Body temperature during cooling and rewarming periods can be monitored peripherally via bladder, rectal, and esophageal probes. One dilemma surrounding the application of hypothermia in the clinical setting is that core body temperature does not equate to cerebral temperature, and reliable noninvasive methods do not exist to measure brain temperature accurately. Using a theoretical model, Keller et al. demonstrated that cooling the head alone was not adequate to cool the deeper brain parenchyma below 36°C.[74] Using an intracerebral pressure probe with a thermistor tip, Schwab et al. reported a cerebral temperature of 33.3°C (with an accuracy of temperature measurements of <0.1°C) when the body was cooled to 33°C in patients with severe MCA infarction.[46] These findings should be taken with caution given the small sample size.
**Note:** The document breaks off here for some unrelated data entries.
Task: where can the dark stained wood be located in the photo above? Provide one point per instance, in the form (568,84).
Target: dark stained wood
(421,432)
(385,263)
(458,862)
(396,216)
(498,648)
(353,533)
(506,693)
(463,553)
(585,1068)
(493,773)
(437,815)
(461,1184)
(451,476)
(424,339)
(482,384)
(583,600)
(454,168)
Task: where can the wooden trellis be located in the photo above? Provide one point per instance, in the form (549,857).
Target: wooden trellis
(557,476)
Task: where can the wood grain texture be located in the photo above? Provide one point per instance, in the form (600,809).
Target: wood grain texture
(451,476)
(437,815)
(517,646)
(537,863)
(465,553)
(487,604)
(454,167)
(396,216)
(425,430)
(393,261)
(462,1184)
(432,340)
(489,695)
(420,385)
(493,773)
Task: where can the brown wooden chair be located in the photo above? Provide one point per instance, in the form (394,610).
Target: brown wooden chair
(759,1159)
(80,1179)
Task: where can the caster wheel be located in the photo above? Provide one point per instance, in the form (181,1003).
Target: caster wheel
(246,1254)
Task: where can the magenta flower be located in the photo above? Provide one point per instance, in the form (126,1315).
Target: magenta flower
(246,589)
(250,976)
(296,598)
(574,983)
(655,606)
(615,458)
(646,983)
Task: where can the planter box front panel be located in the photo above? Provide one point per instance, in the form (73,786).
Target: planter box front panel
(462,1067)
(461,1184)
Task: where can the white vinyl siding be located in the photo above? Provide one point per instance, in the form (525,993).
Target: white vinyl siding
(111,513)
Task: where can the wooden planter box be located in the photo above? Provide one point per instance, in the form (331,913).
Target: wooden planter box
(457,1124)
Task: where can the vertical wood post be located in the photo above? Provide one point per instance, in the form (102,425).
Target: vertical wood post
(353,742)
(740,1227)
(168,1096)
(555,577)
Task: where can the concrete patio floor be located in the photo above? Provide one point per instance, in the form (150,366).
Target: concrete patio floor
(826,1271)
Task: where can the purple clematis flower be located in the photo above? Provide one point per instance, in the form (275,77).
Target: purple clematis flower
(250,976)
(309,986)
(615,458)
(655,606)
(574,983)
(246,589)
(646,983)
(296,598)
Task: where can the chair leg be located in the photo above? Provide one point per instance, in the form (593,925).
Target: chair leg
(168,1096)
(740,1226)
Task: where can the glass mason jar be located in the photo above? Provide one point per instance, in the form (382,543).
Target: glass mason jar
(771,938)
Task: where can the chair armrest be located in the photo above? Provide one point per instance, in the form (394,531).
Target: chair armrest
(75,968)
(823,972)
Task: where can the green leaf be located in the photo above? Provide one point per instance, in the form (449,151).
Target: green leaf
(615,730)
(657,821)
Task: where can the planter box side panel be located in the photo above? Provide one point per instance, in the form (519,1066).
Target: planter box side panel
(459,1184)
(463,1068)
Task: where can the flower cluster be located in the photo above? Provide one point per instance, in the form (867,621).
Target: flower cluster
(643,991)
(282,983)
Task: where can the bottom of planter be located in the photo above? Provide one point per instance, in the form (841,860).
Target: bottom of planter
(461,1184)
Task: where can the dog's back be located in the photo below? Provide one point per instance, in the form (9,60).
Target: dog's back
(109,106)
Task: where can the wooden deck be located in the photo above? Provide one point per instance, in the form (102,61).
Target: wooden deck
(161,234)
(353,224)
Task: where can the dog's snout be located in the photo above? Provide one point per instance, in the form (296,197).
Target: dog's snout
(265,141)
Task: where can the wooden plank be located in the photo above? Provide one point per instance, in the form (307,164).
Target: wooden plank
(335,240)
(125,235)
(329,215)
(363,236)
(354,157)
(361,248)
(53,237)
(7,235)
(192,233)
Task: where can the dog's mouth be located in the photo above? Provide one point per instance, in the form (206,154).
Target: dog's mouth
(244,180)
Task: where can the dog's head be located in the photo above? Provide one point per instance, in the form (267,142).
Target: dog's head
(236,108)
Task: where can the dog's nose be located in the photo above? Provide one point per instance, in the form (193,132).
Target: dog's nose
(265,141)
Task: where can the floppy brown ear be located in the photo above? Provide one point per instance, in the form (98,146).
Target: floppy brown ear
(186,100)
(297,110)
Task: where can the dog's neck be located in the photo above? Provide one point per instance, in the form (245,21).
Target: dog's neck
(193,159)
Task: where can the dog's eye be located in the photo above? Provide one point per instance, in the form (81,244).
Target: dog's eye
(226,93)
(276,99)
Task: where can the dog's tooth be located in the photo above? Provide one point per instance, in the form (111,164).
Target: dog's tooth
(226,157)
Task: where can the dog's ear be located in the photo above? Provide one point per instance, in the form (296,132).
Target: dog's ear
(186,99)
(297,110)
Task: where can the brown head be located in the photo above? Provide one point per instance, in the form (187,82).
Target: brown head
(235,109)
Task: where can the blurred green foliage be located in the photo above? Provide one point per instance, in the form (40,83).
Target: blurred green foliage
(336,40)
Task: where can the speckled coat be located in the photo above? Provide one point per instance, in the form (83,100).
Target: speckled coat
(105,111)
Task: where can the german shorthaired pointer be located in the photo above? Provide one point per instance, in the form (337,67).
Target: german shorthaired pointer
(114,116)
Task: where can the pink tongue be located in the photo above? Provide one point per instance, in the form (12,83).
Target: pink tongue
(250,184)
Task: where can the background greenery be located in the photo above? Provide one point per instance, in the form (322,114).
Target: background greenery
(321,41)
Promising methods for noninvasive cerebral temperature monitoring have been more recently investigated. One such method, magnetic resonance spectroscopic imaging (MRSI), maps the temperature of the brainin vivo by measuring chemical shift differences between water and compounds such as N-acetylaspartate. In 31 healthy adult volunteers, Thrippleton et al. found minimal variation between participants independent of 1.5 T or 3 T field strength.[75] Thrippleton et al. demonstrated greater precision using 3 T MRI, and they were able to detect small changes in brain temperature using MRSI. A new temperature sensor (3M SpotOn, later changed to Bair Hugger sensor (3M, St. Paul, Minnesota, USA)) has also been investigated. This sensor uses zero heat flux thermometry, a noninvasive method where an adhesive patch is applied to the lateral forehead which allows heat to transfer between the forehead and core body. When the transfer of heat between the two is complete, the temperature underneath the sensor reflects body core temperature.[76] In adults undergoing surgery, Iden et al. demonstrated that the body temperature measured by the 3M SpotOn sensor was strongly correlated with nasopharyngeal and sublingual measurements.[77] More recently, Bakhsheshi et al. observed good congruence in brain temperature measured by the 3M zero heat flux Bair Hugger sensor compared to an invasive intraparenchymal thermocouple probe in pigs.[78] The efficacy and accuracy of these noninvasive sensors require further investigation in adults with cerebral ischemia, as well as their accuracy during rewarming protocols.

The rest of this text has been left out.